Taking Pregnant Workers health seriously
The TUC has claimed that employers are not considering their legal responsibilities under the Management of Health and Safety at Work Regulations 1999; when it comes to pregnant workers.
Pregnant workers have added protection from discrimination under the Equality Act 2010.
A survey by the Equality and Human Rights Commission found that 41% of pregnant workers felt work risked their health; whilst law firm Slater & Gordon found that breastfeeding mothers were not being provided with suitable facilities.
The TUC and Maternity Action have provided guidance on some of the workplace risks pregnant workers, or those who have recently given birth may face:
Irregular or long working hours
Working night shifts can cause change in circadian rhythms, which regulate pregnancy hormones. There have also been links between shift work/long hours and miscarriage and premature births
Travelling and commuting
Working a long distance from medical assistance can cause problems in the event of difficulties or premature labour. Problems such as back pain can be exasperated through extended periods of travelling.

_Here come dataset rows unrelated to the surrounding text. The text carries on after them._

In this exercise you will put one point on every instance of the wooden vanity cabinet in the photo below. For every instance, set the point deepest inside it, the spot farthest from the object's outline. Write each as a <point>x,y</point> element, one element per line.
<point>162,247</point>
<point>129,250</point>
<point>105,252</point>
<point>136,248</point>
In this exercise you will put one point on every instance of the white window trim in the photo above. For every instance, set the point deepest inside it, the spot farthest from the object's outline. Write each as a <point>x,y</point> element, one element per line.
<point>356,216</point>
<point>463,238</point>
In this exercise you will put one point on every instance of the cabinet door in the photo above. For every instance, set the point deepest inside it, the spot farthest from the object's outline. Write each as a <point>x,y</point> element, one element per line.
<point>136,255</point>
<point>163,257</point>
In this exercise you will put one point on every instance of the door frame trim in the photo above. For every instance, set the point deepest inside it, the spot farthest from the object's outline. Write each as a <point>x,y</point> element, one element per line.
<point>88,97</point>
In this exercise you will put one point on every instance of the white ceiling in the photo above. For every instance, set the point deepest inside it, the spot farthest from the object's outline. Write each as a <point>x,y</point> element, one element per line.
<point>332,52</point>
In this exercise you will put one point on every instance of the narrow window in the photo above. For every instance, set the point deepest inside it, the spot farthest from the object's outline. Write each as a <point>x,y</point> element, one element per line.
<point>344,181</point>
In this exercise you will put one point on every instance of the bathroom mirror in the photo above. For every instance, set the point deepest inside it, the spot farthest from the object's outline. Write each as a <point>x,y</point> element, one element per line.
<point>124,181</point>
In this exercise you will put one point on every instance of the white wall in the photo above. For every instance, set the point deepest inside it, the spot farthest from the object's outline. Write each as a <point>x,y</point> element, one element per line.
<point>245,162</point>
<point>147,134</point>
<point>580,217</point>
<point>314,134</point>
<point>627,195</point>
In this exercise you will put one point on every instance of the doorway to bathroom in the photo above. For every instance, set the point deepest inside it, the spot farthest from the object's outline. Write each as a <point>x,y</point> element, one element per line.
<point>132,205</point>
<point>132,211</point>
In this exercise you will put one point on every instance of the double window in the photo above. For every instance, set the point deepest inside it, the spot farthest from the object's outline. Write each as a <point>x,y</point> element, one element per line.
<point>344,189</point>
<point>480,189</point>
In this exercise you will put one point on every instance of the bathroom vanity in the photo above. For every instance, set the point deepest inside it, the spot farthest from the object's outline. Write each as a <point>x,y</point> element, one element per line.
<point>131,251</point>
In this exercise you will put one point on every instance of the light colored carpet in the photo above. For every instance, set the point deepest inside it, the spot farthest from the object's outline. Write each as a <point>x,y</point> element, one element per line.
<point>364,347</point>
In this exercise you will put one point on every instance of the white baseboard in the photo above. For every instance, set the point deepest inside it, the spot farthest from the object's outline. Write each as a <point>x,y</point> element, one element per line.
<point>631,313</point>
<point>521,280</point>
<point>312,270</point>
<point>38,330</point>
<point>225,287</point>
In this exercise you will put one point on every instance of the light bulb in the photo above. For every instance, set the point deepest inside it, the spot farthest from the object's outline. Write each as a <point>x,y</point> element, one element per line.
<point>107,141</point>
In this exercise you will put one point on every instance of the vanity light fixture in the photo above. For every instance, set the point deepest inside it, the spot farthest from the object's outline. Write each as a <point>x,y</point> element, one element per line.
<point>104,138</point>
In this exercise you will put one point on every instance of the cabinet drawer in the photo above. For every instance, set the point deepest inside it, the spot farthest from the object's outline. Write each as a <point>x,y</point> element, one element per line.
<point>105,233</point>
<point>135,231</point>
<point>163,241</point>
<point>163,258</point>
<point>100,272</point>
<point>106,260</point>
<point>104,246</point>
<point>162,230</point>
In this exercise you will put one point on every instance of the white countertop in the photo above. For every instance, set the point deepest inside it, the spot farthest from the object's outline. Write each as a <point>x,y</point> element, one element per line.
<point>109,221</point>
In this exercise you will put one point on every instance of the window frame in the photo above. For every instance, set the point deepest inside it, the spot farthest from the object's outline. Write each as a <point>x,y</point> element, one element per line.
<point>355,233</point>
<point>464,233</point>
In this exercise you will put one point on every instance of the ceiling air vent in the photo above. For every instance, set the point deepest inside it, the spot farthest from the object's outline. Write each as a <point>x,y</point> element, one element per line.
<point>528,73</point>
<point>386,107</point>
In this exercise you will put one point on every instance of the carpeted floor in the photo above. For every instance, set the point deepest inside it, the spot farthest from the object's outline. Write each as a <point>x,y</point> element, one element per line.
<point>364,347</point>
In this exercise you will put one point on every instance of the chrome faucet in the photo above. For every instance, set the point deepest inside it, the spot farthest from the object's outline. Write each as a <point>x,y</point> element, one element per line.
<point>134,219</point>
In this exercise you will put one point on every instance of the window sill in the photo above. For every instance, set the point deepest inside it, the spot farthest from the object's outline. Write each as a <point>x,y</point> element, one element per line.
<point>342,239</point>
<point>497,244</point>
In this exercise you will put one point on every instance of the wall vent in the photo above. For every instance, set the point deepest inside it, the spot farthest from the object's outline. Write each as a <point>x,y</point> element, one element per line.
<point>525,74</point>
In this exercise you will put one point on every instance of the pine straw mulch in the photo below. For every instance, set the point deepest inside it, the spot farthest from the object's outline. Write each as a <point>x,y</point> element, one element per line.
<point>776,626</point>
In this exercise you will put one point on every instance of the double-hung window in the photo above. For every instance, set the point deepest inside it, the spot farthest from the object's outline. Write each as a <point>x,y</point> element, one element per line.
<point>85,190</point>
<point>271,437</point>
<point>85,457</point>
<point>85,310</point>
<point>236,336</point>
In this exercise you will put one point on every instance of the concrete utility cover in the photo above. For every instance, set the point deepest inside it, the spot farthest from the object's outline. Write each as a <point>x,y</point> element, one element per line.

Stress can have damaging effects on the health of both mother and baby. Poor employer practices may have a detrimental effect of staff’s well being
Some solvents, resins, disinfectants and sterilising fluids can increase the chances of miscarriage, stillbirth, and birth defects.
You also need to ensure that you provide adequate facilities for returning mothers needing to express milk, as well as adjustments to pregnant women’s work stations to make them more comfortable.
It is best practice to undertake an expectant mother risk assessment as soon as your employee informs you they are pregnant. This should be reviewed throughout the pregnancy in relation to the risks identified. A further assessment should take place of the new mother’s needs once she returns to work.